Mettendo insieme le due cose, mi avventuro in quella che vuole essere la critica interna più costruttiva da quando esiste il PD. E la prima cosa che mi viene da dire è che andando verso il Congresso autunnale non si proceda come si è fatto in questi primi due anni di esperienza di partito.
Questo non è il partito che volevamo, mi permetto di usare il plurale. Questo non è l'evoluzione di quell'Ulivo nel quale moltissimi di noi (e non solo) credevamo; non porta il segno del partito moderno, con un leader capace di costruire una transizione prima ed un vero partito dopo.
Abbiamo avuto in questi due anni tre leader (Prodi, Veltroni, Franceschini), senza ancora aver discusso tesi e mozioni dentro un Congresso Nazionale, rischiamo di trovarci al quarto Segretario entro poco tempo e la domanda è: poi quanto durerà? Quanto riuscirà a resistere alla violenta critica interna, che spesso è più distruttiva della violenza politica rivolta verso l'avversario ideologico?

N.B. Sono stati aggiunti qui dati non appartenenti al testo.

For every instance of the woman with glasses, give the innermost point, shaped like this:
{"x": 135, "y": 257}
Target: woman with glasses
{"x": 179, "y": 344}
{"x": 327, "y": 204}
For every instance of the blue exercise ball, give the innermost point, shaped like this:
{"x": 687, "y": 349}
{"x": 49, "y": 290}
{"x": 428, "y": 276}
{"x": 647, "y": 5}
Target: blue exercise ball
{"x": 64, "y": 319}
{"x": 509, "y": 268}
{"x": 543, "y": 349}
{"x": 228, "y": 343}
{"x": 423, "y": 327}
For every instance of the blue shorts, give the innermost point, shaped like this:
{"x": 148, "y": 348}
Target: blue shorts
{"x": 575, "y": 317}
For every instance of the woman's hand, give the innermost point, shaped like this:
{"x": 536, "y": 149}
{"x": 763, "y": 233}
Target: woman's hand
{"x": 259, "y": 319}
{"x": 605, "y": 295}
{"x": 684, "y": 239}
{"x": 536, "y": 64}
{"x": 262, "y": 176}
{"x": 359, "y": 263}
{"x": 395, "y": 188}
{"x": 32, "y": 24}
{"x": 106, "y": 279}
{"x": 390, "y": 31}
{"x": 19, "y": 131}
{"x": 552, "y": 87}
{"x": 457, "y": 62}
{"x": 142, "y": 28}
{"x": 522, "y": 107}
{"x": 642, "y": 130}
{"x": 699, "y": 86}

Che fine fanno i giovani, una volta che emergono e vengono portati anche in ruoli rilevanti? Facciamo un paio di nomi: Martina per la Lombardia, messo già in difficoltà dai nomi che si vanno prospettando nel panorama prossimo futuro della leadership regionale; e la Serracchiani, da molti idealizzata forse oltre i suoi stessi meriti e capacità, che pure sono notevoli, ma non taumaturgici, in grado di guarire un partito in crisi di identità con la sola imposizione delle mani...
Troppi dialetti in questa lingua comune. Ricordate che l'Ulivo riuscì nella sua esperienza non partitica a portare molti più voti di quanti ne portassero i partiti che lo formavano, segno evidente che veniva premiata l'idea innovativa, lo spirito di forza che traspare anche senza molta fantasia dal fatto di aggregare forse politiche diverse in un unico simbolo partitico.

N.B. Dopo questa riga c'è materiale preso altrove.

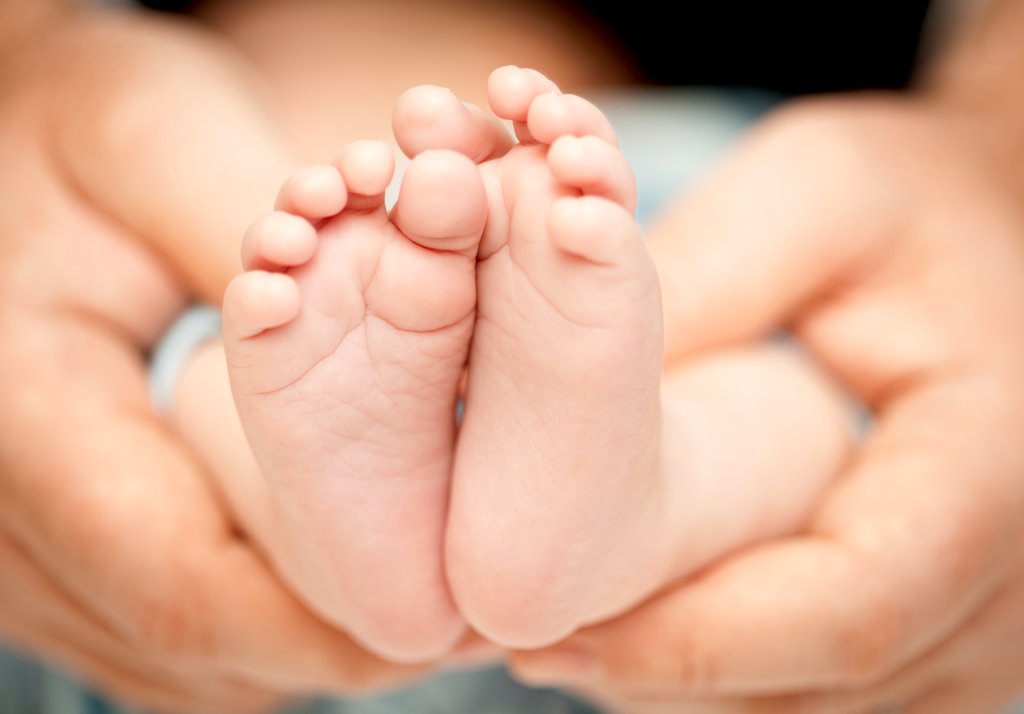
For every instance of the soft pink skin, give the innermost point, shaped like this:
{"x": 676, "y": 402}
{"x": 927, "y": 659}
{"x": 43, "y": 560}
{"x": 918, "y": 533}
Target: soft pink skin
{"x": 562, "y": 407}
{"x": 583, "y": 481}
{"x": 345, "y": 368}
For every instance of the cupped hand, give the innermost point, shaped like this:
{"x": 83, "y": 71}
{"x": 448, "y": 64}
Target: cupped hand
{"x": 119, "y": 559}
{"x": 872, "y": 231}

Cosa riuscita invece al PdL, sebbene nato più tardi e senza molta convinzione, imposto da un padre-padrone che sul predellino di un'auto sbraitava in piazza San Babila a Milano.

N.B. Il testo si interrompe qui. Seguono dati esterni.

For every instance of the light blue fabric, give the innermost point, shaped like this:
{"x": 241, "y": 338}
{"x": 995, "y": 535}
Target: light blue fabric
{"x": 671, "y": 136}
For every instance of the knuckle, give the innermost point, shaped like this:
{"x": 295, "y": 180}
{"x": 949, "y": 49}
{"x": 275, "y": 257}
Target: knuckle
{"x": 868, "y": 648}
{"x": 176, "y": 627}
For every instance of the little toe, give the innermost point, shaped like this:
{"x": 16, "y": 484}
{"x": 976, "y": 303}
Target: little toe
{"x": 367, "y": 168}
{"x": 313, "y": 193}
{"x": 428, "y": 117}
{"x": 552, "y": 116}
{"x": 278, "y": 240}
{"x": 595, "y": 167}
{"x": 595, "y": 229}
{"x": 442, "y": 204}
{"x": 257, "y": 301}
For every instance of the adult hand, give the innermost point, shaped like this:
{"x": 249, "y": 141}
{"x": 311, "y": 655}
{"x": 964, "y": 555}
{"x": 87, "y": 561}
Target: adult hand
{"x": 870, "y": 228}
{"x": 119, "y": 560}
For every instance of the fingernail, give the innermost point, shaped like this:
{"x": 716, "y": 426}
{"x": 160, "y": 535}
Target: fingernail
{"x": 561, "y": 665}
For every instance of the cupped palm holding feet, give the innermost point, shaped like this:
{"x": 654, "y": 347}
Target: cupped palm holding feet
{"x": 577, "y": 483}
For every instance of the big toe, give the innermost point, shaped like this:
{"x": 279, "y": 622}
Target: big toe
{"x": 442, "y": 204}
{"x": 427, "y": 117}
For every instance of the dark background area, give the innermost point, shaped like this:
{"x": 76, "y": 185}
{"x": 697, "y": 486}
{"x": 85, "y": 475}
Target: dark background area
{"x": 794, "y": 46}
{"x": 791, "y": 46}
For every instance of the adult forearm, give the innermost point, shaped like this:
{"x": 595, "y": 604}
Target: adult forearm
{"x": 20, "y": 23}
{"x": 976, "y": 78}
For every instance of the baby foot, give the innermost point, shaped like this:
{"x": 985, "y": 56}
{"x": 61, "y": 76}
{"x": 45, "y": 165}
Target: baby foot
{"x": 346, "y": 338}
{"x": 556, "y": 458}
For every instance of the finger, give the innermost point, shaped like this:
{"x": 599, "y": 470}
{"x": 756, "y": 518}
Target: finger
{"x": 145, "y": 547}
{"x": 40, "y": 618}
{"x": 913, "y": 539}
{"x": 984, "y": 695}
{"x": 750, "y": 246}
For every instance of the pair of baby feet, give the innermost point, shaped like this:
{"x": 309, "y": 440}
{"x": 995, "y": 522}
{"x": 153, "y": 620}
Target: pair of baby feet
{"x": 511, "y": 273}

In un paese normale sarebbe stato definito un pazzo, un teatrante, un saltimbanco della politica, eppure... la gente riconosce in lui un carisma che tutti gli altri, anche nella sua parte politica, non hanno. Anche se il carisma ha una ragione precisa (il denaro) ed una origine non proprio cristallina (il passato in P2), che originano il suo attuale potere.
Ma queste non sono giustificazioni. Il fatto è che il Centrosinistra da due anni ha un'emorragia di consensi che solo ora pare in parte arrestarsi, ma che rischia di riprendere proprio con questo Congresso, impostato in modo quanto meno cervellotico sia per le modalità di elezione e convalida del Segretario, sia per l'assenza di un leader che sia davvero innovativo e non espressione di una nomencaltura che fa trasparire la sua presenza ad ogni telegiornale.
Ragazzi, così non va. La questione non è se Bersani sia meglio di Franceschini, il fatto è che nessuno dei due pare potersi smarcare da una vecchia struttura di apparato partitico troppo simile alle precedenti già apparse almeno nell'ultimo decennio. La transizione del PD a nuovo partito sarà completa solo quando i vecchi soloni potranno starsene in platea a gustarsi il presente senza voler a tutti i costi entrare in scena a recitare una parte che ormai non è più la loro.
Insegnino invece ai nuovi attori a presentarsi in modo decente sulla scena, formino la nuova classe dirigente, trasferiscano le conoscenze e abbandonino le vecchie strutture, cancellino simboli e miti del passato perchè il presente, ed ancora più il futuro, come si diceva in un famosissimo film, sono ancora da scrivere.

1 commento:

alberto pirani ha detto...

Concordo pienamente:mi limito peraltro a sottolineare che un partito di massa che ambisce ad avere larghi consensi e che si propone per la guida del Paese sia a livello nazionale che locale, deve avere una struttura organizzativa forte, un programma chiaro di formazione e di selezione dei propri quadri e un forte radicamento sul territorio. E, soprattutto, deve avere idee chiare e "non negoziabili" sul modello di società da proporre al Paese. Il Paese dei balocchi dell'avventura berlusconiana è destinato a riservarci un brusco risveglio. Non sarà facile riportare la barca a galla.